Interestingly, the average uplift in the Central Alps, caused by forces in Earth’s interior, occurs faster than the erosion. “This is a big surprise, because until now we have assumed that uplift and erosion were in equilibrium,” says Schlunegger. In the Central Alps, the difference between uplift and erosion is as much as 800 mm in a thousand years. “This means that the Central Alps are still growing, and surprisingly quickly,” Schlunegger notes. In the western Alps, erosion and uplift are in balance; In the Eastern Alps, the erosion occurs even faster than the uplift.
Thanks to their investigations, the team was also able to show that precipitation and water runoff have no measurable influence on erosion, whereas the slope and relief of the terrain do. “However, this does not apply to very steep landscapes,” says Delunel. There the bedrock such as granites and limestones is exposed over a large area and the erosion is slower than expected. “That was another surprise because we thought that very steep terrain would be eroded very quickly. We don’t yet fully know why this is not the case and therefore see a need for further research,” says Romain Delunel.
Finally, the study shows that the current rate and mechanism of erosion can be traced back to the effects of the large ice masses during the glaciation periods, because the current shape of the terrain was formed during the last major glaciations. “It was a big surprise for us to realize that the landscape shape of the Alps can mainly be explained by the carving of the large glaciers during major glactions and the ongoing collision of the Alps, which in turn, has a major impact on modern erosion,” said the study authors.
To quantify the erosion, the researchers isotopes measured in the sand of more than 350 rivers throughout the European Alps. These isotopes are formed by cosmic rays and bear information on the Earth’s surface erosion.
As cosmic rays hit Earth’s surface, oxygen atoms that constitute quartz minerals experience a nuclear reaction. As a result, a new isotope, namely beryllium-10 (10Be) is formed. Because 10Be is only formed on Earth’s uppermost surface, the surface age can be determined with this isotope. If the 10Be concentration in the quartz grains is high, then the surface has been exposed to cosmic rays for a relatively long time and is therefore relatively old. If, on the other hand, the 10Be concentration in the quartz is low, then the exposure time was short and the surface is younger.

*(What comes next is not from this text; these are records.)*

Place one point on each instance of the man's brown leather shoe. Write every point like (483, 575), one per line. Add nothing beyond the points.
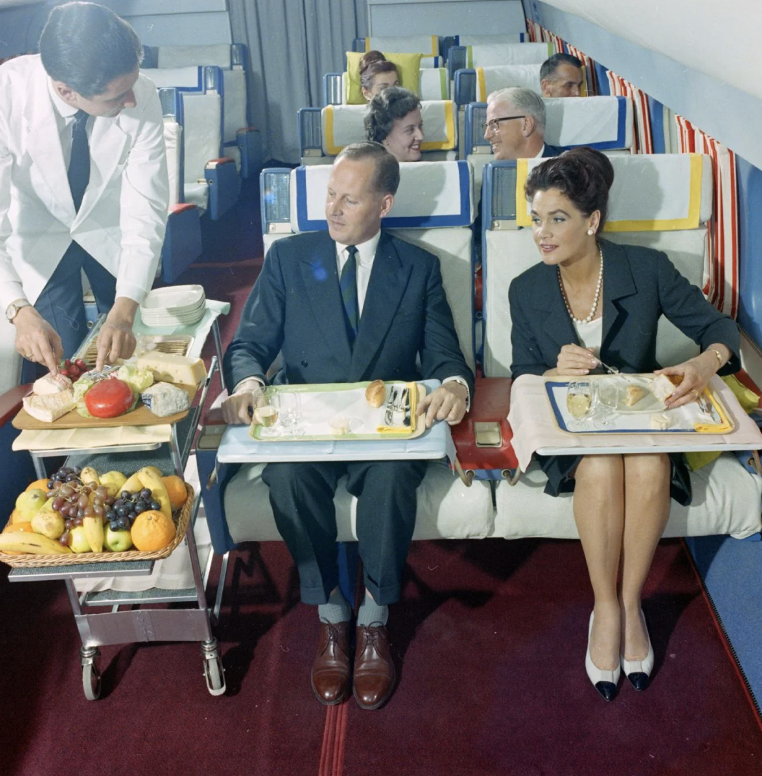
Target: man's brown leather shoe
(331, 667)
(374, 668)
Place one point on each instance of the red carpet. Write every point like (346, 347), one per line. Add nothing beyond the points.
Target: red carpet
(489, 639)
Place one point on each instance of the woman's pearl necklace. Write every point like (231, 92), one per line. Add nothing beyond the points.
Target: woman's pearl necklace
(597, 293)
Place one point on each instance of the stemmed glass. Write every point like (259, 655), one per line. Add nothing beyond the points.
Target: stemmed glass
(579, 402)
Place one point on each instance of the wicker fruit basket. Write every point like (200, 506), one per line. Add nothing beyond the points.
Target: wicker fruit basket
(181, 519)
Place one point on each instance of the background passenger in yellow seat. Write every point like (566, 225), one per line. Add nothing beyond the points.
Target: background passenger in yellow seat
(515, 125)
(394, 119)
(376, 74)
(561, 76)
(589, 297)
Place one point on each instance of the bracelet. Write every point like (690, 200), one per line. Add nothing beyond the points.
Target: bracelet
(720, 362)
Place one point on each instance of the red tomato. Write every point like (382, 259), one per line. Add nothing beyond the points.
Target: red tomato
(109, 398)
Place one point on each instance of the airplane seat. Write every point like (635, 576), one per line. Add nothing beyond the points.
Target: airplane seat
(434, 209)
(662, 202)
(210, 180)
(603, 123)
(323, 133)
(240, 141)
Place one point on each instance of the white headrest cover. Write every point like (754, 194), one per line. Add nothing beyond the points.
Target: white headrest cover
(183, 56)
(651, 192)
(430, 194)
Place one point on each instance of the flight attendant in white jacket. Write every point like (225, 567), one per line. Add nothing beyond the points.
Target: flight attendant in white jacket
(86, 72)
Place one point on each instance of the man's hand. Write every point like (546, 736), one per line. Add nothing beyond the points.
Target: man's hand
(239, 408)
(37, 340)
(448, 402)
(115, 339)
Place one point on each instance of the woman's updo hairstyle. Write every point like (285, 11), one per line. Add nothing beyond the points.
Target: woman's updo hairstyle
(371, 64)
(582, 174)
(385, 108)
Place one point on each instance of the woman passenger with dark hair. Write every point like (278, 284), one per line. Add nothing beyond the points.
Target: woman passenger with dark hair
(376, 74)
(393, 118)
(589, 298)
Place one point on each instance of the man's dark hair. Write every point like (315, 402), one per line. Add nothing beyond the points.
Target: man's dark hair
(86, 46)
(549, 66)
(387, 177)
(582, 174)
(385, 108)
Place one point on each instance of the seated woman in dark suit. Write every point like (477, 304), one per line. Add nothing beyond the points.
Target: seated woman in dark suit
(393, 118)
(587, 298)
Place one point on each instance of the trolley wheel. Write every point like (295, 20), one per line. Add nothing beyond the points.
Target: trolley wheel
(214, 672)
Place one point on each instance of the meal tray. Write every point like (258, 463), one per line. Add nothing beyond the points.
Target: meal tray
(688, 419)
(30, 560)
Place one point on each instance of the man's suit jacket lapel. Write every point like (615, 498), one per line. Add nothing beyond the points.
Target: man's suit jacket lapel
(617, 284)
(321, 281)
(388, 280)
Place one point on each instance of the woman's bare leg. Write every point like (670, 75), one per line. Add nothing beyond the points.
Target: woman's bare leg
(646, 500)
(599, 514)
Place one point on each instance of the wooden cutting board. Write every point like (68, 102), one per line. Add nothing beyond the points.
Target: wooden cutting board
(140, 416)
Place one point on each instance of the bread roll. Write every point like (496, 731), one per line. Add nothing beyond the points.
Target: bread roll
(375, 393)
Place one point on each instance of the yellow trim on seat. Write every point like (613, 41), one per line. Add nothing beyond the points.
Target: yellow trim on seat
(691, 221)
(449, 143)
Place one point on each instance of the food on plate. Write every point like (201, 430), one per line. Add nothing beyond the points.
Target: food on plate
(171, 368)
(109, 398)
(164, 399)
(633, 395)
(152, 531)
(660, 422)
(50, 384)
(375, 393)
(137, 378)
(50, 407)
(664, 386)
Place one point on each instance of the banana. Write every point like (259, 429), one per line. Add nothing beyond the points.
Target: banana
(94, 532)
(89, 475)
(149, 479)
(31, 542)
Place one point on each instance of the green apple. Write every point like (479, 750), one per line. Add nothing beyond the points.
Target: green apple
(117, 541)
(78, 541)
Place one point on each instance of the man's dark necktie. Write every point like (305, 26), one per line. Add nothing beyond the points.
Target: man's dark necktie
(79, 165)
(348, 285)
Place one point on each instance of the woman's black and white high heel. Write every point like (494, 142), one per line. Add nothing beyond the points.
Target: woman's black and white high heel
(604, 681)
(639, 671)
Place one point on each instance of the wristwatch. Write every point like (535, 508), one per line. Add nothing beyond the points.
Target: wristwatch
(14, 307)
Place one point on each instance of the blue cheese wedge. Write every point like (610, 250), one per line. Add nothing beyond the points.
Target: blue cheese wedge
(164, 399)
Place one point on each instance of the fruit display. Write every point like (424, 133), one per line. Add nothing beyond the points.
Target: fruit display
(79, 511)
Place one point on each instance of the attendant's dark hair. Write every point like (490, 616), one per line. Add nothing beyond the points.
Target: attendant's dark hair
(385, 108)
(582, 174)
(371, 64)
(387, 177)
(86, 46)
(549, 66)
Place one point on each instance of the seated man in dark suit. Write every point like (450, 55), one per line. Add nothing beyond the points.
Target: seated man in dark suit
(349, 305)
(515, 125)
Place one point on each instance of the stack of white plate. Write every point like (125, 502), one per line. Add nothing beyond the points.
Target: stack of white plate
(174, 306)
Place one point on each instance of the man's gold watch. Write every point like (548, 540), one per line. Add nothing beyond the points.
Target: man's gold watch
(13, 308)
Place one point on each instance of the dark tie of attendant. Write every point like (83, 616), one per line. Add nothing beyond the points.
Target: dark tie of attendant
(79, 165)
(348, 285)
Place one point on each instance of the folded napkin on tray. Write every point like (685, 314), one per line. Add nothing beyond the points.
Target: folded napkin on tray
(412, 392)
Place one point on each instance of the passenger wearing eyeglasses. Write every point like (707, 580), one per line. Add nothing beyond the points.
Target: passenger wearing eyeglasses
(515, 125)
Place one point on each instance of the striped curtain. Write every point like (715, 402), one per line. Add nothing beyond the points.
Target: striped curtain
(642, 140)
(721, 281)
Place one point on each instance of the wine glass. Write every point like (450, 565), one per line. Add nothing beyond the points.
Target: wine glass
(579, 402)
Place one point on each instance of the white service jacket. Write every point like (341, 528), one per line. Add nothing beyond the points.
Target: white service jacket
(123, 216)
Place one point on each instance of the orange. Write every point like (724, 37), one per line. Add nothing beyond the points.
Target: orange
(39, 484)
(152, 530)
(176, 491)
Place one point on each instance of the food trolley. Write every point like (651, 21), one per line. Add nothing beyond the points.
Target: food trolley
(126, 622)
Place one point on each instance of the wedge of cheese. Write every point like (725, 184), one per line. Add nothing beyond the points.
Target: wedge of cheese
(51, 406)
(171, 368)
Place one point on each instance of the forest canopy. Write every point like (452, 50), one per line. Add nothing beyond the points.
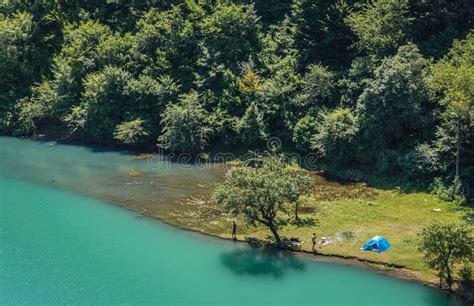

“This principle can also be used to quantify the rate of erosion in the Alps, averaged over a few thousand years,” explains Schlunegger. Mountain streams and rivers collect material removed from the surface and transport it as sand and pebbles into the plains. The European team headed by the Bern researchers analysed the 10Be concentrations within the quartz grains from more than 350 rivers from all over the Alpine regions. “With this strategy we can for the first time draw a picture of the erosion across the entire European Alps and explore its driving mechanisms,” says Romain Delunel.
Delunel, R., Schlunegger, F., Valla, P., et al.,: Late-Pleistocene catchment-wide denudation patterns across the European Alps. Earth Science Reviews, 211, 103407, https://doi.org/10.1016/j.earscirev.2020.103407
(08.12.2020, USA: 12.08.2020)